Kabul Bank crisis followed U.S. push for cleanup
Friday, September 17, 2010; 7:42 PM
WASHINGTON - Late last month, a small team of U.S. Treasury Department experts rushed to Kabul ahead of a debacle Washington hoped wouldn't happen, but inadvertently helped create.
The three-man "quick response team" arrived in the Afghan capital on Aug. 31 - a day before Afghan depositors began clamoring for their money back from Afghanistan's largest, most politically potent and also dangerously freewheeling private bank.
The unraveling of Kabul Bank, which last week led to violent clashes between security forces and civil servants trying to withdraw their salaries, has hammered the credibility of President Hamid Karzai - whose brother is a major shareholder in the bank - and battered a central pillar of the U.S. strategy for bringing economic and political stability to Afghanistan.
The Treasury Department and the U.S. Agency for International Development, or USAID, which have both worked closely with the Afghan Central Bank, say it was never their job to scrutinize the misdeeds of individual Afghan banks but to focus on training Afghans to do that work.
But interviews with Afghan and American officials as well as Kabul Bank's principal shareholders make clear that the United States played a key role in persuading Afghan authorities to finally rein in Kabul Bank at the end of August, a move that many Afghan businessmen viewed as long overdue but which also triggered a run on the bank.
The current mess and months of earlier indecision about how to deal with Kabul Bank illustrate the perils created by a deeply distrustful but mutually dependent relationship between Washington and Kabul.
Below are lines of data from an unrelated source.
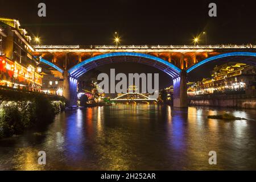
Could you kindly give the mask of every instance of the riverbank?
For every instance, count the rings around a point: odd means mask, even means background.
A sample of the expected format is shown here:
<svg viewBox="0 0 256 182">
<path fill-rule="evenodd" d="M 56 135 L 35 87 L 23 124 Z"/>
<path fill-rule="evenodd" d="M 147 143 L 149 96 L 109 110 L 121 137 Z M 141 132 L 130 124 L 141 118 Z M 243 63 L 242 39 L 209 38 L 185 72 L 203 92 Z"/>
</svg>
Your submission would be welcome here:
<svg viewBox="0 0 256 182">
<path fill-rule="evenodd" d="M 206 95 L 188 98 L 190 106 L 256 109 L 256 96 Z"/>
<path fill-rule="evenodd" d="M 56 114 L 64 110 L 64 105 L 61 97 L 0 90 L 0 138 L 50 123 Z"/>
</svg>

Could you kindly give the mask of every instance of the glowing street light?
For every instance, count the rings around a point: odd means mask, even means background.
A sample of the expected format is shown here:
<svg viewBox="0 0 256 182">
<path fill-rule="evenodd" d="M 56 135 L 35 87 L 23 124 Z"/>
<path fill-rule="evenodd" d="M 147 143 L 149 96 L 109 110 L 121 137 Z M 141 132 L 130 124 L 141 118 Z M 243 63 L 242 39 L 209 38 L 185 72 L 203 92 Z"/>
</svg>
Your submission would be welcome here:
<svg viewBox="0 0 256 182">
<path fill-rule="evenodd" d="M 118 46 L 118 43 L 120 42 L 120 38 L 118 36 L 118 34 L 117 32 L 115 32 L 115 38 L 114 38 L 114 42 L 115 42 L 115 44 L 117 46 L 117 48 Z"/>
<path fill-rule="evenodd" d="M 40 38 L 39 38 L 36 37 L 36 38 L 35 38 L 35 41 L 37 43 L 38 43 L 38 45 L 39 45 L 39 44 L 40 44 Z"/>
<path fill-rule="evenodd" d="M 205 36 L 205 45 L 207 45 L 207 32 L 203 32 L 203 34 L 204 34 L 204 36 Z"/>
</svg>

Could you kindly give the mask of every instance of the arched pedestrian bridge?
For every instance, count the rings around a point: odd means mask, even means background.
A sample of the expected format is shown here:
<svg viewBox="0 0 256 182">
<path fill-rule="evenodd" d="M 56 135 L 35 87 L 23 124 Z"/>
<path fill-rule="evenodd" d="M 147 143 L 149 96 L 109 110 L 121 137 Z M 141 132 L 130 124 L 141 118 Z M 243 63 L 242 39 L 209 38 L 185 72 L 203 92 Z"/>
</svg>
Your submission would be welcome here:
<svg viewBox="0 0 256 182">
<path fill-rule="evenodd" d="M 88 71 L 112 63 L 133 62 L 154 67 L 174 80 L 174 106 L 187 106 L 187 74 L 212 61 L 256 65 L 256 45 L 36 46 L 35 56 L 63 73 L 64 96 L 76 103 L 77 79 Z"/>
</svg>

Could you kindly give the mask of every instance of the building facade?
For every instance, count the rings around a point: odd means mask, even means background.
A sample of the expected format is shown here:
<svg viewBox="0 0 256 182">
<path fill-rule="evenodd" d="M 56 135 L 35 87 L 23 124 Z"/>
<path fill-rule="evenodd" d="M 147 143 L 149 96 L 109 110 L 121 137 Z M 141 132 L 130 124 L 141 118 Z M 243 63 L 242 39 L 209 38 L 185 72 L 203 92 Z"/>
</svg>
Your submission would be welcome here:
<svg viewBox="0 0 256 182">
<path fill-rule="evenodd" d="M 256 69 L 243 63 L 228 63 L 216 67 L 210 78 L 192 84 L 190 96 L 223 93 L 255 94 Z"/>
<path fill-rule="evenodd" d="M 32 55 L 31 41 L 18 20 L 0 18 L 0 85 L 41 90 L 39 62 Z"/>
</svg>

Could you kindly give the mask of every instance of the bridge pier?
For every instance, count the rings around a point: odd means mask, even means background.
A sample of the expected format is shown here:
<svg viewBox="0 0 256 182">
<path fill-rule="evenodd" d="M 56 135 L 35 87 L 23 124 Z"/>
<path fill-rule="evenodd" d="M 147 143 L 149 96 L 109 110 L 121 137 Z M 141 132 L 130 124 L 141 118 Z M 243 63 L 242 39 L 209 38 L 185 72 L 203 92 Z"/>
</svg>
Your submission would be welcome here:
<svg viewBox="0 0 256 182">
<path fill-rule="evenodd" d="M 187 107 L 187 73 L 183 70 L 180 77 L 174 79 L 174 107 Z"/>
<path fill-rule="evenodd" d="M 69 76 L 68 71 L 63 72 L 63 97 L 67 100 L 68 107 L 77 106 L 77 80 Z"/>
</svg>

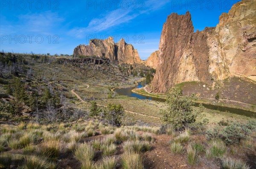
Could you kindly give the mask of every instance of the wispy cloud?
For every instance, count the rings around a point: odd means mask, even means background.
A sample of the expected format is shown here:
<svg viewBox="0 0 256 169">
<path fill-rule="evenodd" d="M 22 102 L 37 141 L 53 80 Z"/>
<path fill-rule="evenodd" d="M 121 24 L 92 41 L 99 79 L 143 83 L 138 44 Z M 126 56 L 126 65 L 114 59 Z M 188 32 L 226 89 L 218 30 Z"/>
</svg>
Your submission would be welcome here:
<svg viewBox="0 0 256 169">
<path fill-rule="evenodd" d="M 169 2 L 168 0 L 145 1 L 143 6 L 144 10 L 135 10 L 133 7 L 125 10 L 118 8 L 101 16 L 101 17 L 93 19 L 87 26 L 73 28 L 69 33 L 72 36 L 82 38 L 87 34 L 99 32 L 127 23 L 140 15 L 160 9 Z"/>
<path fill-rule="evenodd" d="M 21 28 L 29 32 L 49 34 L 64 19 L 57 13 L 47 11 L 39 14 L 27 14 L 18 16 Z"/>
</svg>

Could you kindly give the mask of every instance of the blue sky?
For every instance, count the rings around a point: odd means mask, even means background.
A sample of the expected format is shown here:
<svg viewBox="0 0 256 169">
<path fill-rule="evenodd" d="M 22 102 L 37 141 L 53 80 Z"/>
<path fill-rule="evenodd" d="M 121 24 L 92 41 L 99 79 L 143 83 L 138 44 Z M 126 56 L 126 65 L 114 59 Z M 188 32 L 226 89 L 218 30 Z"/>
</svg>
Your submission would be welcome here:
<svg viewBox="0 0 256 169">
<path fill-rule="evenodd" d="M 158 50 L 163 25 L 172 13 L 192 15 L 195 31 L 214 27 L 230 0 L 0 1 L 0 50 L 72 54 L 90 39 L 121 37 L 146 59 Z"/>
</svg>

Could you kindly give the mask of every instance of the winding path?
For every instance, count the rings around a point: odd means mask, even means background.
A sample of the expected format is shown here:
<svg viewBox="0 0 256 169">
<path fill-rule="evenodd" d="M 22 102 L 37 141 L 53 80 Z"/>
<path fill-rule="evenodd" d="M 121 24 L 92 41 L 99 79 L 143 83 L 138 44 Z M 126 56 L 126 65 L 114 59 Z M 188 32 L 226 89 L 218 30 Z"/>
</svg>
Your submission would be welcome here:
<svg viewBox="0 0 256 169">
<path fill-rule="evenodd" d="M 88 88 L 88 87 L 89 87 L 90 86 L 89 85 L 88 85 L 88 84 L 84 84 L 84 85 L 85 85 L 87 86 L 87 88 Z M 76 97 L 77 97 L 77 98 L 78 98 L 78 99 L 79 99 L 79 100 L 80 100 L 80 101 L 81 102 L 83 102 L 83 103 L 89 103 L 89 102 L 87 102 L 87 101 L 84 101 L 84 100 L 83 100 L 83 99 L 82 99 L 81 98 L 81 97 L 80 97 L 80 96 L 79 96 L 79 95 L 78 95 L 78 94 L 77 93 L 76 93 L 75 92 L 75 91 L 74 91 L 74 90 L 75 90 L 75 89 L 72 89 L 72 90 L 71 90 L 71 93 L 73 93 L 73 94 L 74 94 L 75 95 L 76 95 Z M 107 107 L 107 106 L 106 106 L 105 105 L 102 105 L 102 104 L 97 104 L 97 105 L 98 105 L 98 106 L 102 106 L 102 107 Z M 142 114 L 142 113 L 136 113 L 136 112 L 131 112 L 131 111 L 128 111 L 128 110 L 125 110 L 125 112 L 127 112 L 127 113 L 132 113 L 132 114 L 137 114 L 137 115 L 143 115 L 143 116 L 147 116 L 147 117 L 151 117 L 151 118 L 157 118 L 157 119 L 160 119 L 160 118 L 159 118 L 159 117 L 155 117 L 155 116 L 152 116 L 152 115 L 145 115 L 145 114 Z"/>
<path fill-rule="evenodd" d="M 147 87 L 147 86 L 144 86 L 143 88 L 144 89 L 144 90 L 145 90 L 145 91 L 146 92 L 147 92 L 149 94 L 151 94 L 151 95 L 155 95 L 155 96 L 167 96 L 167 95 L 158 95 L 157 94 L 154 94 L 154 93 L 151 93 L 148 92 L 148 91 L 147 90 L 147 89 L 146 88 L 146 87 Z M 205 99 L 205 100 L 216 100 L 215 99 L 212 99 L 212 98 L 198 98 L 198 99 Z M 236 101 L 235 100 L 228 100 L 228 99 L 218 99 L 219 101 L 230 101 L 230 102 L 235 102 L 235 103 L 240 103 L 241 104 L 247 104 L 247 105 L 248 105 L 249 106 L 253 106 L 253 104 L 249 104 L 248 103 L 244 103 L 242 102 L 241 102 L 241 101 Z"/>
</svg>

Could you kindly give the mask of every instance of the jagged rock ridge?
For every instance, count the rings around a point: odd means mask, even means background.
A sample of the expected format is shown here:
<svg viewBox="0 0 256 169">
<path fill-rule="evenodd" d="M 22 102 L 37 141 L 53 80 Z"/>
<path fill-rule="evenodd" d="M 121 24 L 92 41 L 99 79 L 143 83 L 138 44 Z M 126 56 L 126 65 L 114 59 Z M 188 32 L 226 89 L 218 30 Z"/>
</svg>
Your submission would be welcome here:
<svg viewBox="0 0 256 169">
<path fill-rule="evenodd" d="M 110 37 L 105 40 L 91 39 L 88 45 L 80 45 L 74 49 L 73 54 L 105 57 L 111 62 L 119 64 L 142 62 L 137 50 L 132 45 L 126 43 L 123 39 L 115 43 L 113 38 Z"/>
<path fill-rule="evenodd" d="M 191 15 L 172 13 L 164 24 L 153 91 L 184 82 L 256 77 L 255 0 L 235 4 L 215 28 L 194 32 Z"/>
</svg>

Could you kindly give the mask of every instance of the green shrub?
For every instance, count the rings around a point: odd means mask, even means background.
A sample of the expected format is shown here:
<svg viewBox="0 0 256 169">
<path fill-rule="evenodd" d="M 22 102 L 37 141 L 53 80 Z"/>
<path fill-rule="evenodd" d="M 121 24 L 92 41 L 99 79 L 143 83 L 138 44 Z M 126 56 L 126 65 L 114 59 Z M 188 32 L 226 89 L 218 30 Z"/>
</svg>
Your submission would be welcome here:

U.S. officials are wary of pushing the Afghan government too hard for change but also have an excuse for inaction on discomfiting, politically sensitive questions seen as best answered by the Afghans. At the same time, Afghan officials are heavily reliant on American aid and expertise, but often feel shielded from the need to make tough decisions on their own.
When depositors first started thronging Kabul Bank to pull their savings on Sept. 1, Mahmoud Karzai, the president's brother, demanded that the United States "do something" to bail out the bank. At the same time, he fumed that American officials had engineered the crisis at Kabul Bank so as to hurt his brother.
In the end, Kabul Bank may have been saved, or at least given a temporary reprieve, by divine intervention: a long holiday to mark the end of Ramadan, the Islamic holy month, prevented depositors from yanking their funds. When the bank reopened for business this week, much of the previous panic had subsided.
But the bank's future is far from certain as Afghan authorities work to disentangle a web of illicit loans, and big questions remain: What pushed Kabul Bank to the brink of collapse, and why did it take so long for both Afghan and American officials to try to get a grip on a critical financial institution whose unorthodox practices had been an open secret in Afghanistan for years? These included big, risky bets on Dubai real estate and large concealed loans to Kabul Bank's own shareholders well beyond the legal limit.
"Everyone knew this mess would happen one day, but no one did anything," said an Afghan businessman, who recalled warning President George W. Bush's ambassador to Kabul, Zalmay Khalilzad, to watch out for Kabul Bank. "This thing is going to make you cry someday," the businessman said he told Khalilzad. Khalilzad did not respond to a request for comment.
A U.S. official who asked not to be named because of the sensitivity of the matter said that the Treasury Department - which has about 20 staffers stationed full time in Afghanistan - collected detailed information about possible improprieties by Kabul Bank and earlier this year urged the governor of the Afghan Central Bank, Abdul Qadir Fitrat, to take corrective action.
This information flowed in part from Kabul Bank's own senior executives following a bitter rift over the summer between the bank's chairman, Sherkhan Farnood, and its chief executive, Khalilullah Fruzi. Both Farnood and Fruzi have since been forced to step down but remain the bank's biggest shareholders.